I do. I wish it for you. And I allow myself to wish it for me too.

Besides just welcoming joy as our birthright as human beings, there’s another good reason for allowing ourselves (and each other) to have fun and feel good. If we’re stuck in fear, anger and sadness, we won’t be effective agents of positive change. “Laughter gives us our power back,” says the wise Diane Cohen of Arlington Laughter Yoga.

In 2020, though, many (most?) of us are facing additional stressors, and at the same time we’ve lost some of the outlets that help us recover from stress and experience fun and joy — gathering around a dinner table, giving a friend a hug, playing sports, dancing (I miss indoor Zumba class so much!).

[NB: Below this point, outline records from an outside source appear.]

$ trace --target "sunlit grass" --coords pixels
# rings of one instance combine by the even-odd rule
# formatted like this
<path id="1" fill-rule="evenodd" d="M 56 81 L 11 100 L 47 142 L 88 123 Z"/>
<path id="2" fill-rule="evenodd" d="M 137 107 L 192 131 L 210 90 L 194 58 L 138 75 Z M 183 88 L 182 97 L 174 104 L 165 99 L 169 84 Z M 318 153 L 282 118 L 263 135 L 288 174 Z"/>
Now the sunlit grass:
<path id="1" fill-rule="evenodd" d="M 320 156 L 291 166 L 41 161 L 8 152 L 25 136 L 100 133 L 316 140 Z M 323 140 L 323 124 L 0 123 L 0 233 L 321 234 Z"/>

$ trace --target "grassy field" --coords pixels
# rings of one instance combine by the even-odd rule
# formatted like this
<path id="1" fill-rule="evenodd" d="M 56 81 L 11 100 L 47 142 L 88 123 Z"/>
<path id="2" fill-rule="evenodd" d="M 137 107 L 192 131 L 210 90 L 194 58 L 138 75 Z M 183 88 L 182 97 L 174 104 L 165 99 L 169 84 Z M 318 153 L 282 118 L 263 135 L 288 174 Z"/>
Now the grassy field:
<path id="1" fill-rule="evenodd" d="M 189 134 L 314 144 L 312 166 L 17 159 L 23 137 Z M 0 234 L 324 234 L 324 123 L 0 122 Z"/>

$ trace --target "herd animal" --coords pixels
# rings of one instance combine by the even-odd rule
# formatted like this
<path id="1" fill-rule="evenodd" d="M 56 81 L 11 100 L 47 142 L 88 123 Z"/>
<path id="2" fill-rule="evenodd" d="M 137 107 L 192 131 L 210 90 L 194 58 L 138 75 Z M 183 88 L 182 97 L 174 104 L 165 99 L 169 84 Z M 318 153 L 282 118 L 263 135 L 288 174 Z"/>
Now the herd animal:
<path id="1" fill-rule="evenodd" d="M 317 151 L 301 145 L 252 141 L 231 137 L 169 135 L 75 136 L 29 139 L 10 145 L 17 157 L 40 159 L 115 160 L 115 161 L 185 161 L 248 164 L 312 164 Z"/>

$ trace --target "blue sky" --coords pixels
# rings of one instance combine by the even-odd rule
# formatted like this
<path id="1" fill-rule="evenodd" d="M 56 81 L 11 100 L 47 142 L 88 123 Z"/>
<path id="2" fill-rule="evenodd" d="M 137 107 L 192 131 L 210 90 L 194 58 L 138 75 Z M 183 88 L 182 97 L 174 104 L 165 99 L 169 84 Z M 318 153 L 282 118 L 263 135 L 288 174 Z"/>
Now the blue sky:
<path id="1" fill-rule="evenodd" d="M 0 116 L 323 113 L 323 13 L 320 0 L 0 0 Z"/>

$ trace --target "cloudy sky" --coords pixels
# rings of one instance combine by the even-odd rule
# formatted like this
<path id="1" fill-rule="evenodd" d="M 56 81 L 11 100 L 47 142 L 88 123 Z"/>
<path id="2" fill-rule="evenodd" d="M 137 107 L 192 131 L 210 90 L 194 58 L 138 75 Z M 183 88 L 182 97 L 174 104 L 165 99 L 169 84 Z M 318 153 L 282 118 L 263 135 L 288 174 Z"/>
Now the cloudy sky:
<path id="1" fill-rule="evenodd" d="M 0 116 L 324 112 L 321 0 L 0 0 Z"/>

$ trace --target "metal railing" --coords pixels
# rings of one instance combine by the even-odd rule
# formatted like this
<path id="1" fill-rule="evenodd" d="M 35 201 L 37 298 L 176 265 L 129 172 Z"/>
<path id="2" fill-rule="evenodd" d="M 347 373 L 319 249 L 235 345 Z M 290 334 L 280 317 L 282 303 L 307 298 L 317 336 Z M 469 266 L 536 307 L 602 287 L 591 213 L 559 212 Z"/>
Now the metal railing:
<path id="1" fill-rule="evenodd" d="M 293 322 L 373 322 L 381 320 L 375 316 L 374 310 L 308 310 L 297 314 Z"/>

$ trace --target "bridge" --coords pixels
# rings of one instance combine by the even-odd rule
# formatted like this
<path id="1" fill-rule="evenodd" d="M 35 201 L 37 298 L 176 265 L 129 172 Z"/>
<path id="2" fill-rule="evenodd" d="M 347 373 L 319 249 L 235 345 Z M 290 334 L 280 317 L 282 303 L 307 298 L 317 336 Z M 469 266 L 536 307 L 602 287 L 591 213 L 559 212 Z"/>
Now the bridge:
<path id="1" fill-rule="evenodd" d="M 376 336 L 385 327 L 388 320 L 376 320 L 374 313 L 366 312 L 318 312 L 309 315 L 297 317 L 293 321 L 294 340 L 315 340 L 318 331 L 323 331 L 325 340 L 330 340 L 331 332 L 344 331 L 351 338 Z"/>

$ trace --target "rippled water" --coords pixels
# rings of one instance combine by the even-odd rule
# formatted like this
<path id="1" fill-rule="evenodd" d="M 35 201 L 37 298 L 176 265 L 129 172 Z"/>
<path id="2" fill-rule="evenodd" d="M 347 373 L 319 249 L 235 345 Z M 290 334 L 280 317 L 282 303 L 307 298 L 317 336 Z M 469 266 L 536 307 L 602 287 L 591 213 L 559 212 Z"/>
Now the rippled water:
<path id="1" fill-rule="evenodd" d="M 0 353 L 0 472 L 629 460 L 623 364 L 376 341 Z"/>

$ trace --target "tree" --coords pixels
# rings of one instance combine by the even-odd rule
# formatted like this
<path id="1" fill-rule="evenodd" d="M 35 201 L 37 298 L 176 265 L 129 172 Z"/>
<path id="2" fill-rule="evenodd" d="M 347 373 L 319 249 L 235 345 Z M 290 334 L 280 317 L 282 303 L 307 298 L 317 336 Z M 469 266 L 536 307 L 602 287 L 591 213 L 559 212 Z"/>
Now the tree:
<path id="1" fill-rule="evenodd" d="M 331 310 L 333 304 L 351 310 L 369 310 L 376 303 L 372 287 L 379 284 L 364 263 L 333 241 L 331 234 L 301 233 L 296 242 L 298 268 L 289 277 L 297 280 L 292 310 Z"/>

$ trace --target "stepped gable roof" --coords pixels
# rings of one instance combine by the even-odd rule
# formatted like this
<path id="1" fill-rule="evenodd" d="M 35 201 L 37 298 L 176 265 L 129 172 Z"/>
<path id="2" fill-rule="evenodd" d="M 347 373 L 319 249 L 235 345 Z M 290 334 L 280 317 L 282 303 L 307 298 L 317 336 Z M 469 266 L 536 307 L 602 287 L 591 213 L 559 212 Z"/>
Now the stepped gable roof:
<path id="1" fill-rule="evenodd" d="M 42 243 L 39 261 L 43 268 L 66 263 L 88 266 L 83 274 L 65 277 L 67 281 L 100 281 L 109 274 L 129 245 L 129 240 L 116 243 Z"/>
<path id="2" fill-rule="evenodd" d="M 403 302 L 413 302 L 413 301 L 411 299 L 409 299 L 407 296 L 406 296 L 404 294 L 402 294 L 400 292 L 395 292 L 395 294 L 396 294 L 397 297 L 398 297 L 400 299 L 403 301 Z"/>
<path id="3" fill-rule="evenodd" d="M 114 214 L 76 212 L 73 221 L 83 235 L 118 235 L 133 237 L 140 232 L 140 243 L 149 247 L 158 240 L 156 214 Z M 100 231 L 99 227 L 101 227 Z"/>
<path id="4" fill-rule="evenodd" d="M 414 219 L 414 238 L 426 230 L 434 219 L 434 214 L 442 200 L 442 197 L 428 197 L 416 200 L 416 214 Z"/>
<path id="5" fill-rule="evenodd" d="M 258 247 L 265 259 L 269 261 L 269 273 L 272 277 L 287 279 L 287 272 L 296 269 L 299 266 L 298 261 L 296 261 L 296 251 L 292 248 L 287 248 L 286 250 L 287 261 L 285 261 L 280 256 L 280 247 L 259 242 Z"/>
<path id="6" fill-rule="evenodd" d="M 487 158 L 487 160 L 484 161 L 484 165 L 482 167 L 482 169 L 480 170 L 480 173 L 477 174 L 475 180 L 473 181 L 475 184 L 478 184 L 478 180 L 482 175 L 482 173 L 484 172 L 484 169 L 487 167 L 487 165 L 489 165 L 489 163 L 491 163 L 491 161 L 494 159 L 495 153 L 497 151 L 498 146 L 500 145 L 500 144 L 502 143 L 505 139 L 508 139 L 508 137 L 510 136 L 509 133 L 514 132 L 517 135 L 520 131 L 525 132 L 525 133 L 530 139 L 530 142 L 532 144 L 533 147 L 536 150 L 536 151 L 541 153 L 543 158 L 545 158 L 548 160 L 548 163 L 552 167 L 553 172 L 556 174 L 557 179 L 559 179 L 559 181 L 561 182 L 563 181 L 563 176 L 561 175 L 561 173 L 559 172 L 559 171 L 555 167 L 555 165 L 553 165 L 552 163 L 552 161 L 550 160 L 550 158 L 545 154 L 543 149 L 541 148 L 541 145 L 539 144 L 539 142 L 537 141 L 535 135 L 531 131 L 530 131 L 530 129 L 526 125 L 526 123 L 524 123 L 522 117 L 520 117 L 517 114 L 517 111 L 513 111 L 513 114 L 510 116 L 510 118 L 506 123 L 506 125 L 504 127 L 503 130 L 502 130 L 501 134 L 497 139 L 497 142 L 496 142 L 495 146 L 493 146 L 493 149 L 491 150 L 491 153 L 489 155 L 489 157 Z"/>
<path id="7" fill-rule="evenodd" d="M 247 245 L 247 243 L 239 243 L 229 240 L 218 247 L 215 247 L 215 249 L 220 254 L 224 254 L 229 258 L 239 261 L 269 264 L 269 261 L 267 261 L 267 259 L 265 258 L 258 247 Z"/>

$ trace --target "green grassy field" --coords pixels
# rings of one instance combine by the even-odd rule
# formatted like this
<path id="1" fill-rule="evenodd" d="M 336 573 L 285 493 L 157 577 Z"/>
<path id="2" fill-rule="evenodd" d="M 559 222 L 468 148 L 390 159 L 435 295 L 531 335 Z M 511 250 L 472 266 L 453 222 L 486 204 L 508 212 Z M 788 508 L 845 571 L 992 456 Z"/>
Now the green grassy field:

What has this meant for you? In my case, I’ve had waves of sadness and anxiety over things that weren’t bothering me in 2019, like the existential upheaval of moving when I was 13, or “dark” movies (which Netflix keeps insisting are “recommended for me”).

Desperation πŸ˜›

When I feel sad or fearful, my first impulse is to make the feelings go away, and I feel a strong pull toward what I call “positive-to-negative” activities: things that feel soothing at the time but have negative long-term effects. Something inside me insists I’ll feel much better after drinking two glasses of craft beer and eating three Supremo pizza slices from The Italian Store. But I don’t. And it undermines my goal of being a great example of health and fitness at age 60 (just 3 months from now!).

So instead of continuing down the beer-and-pizza road, I’ve been (obsessively) learning about and practicing what really works to calm my stress response and move through my fear and sadness toward joy. Here’s some of the best of what I’ve learned, hope you find it useful!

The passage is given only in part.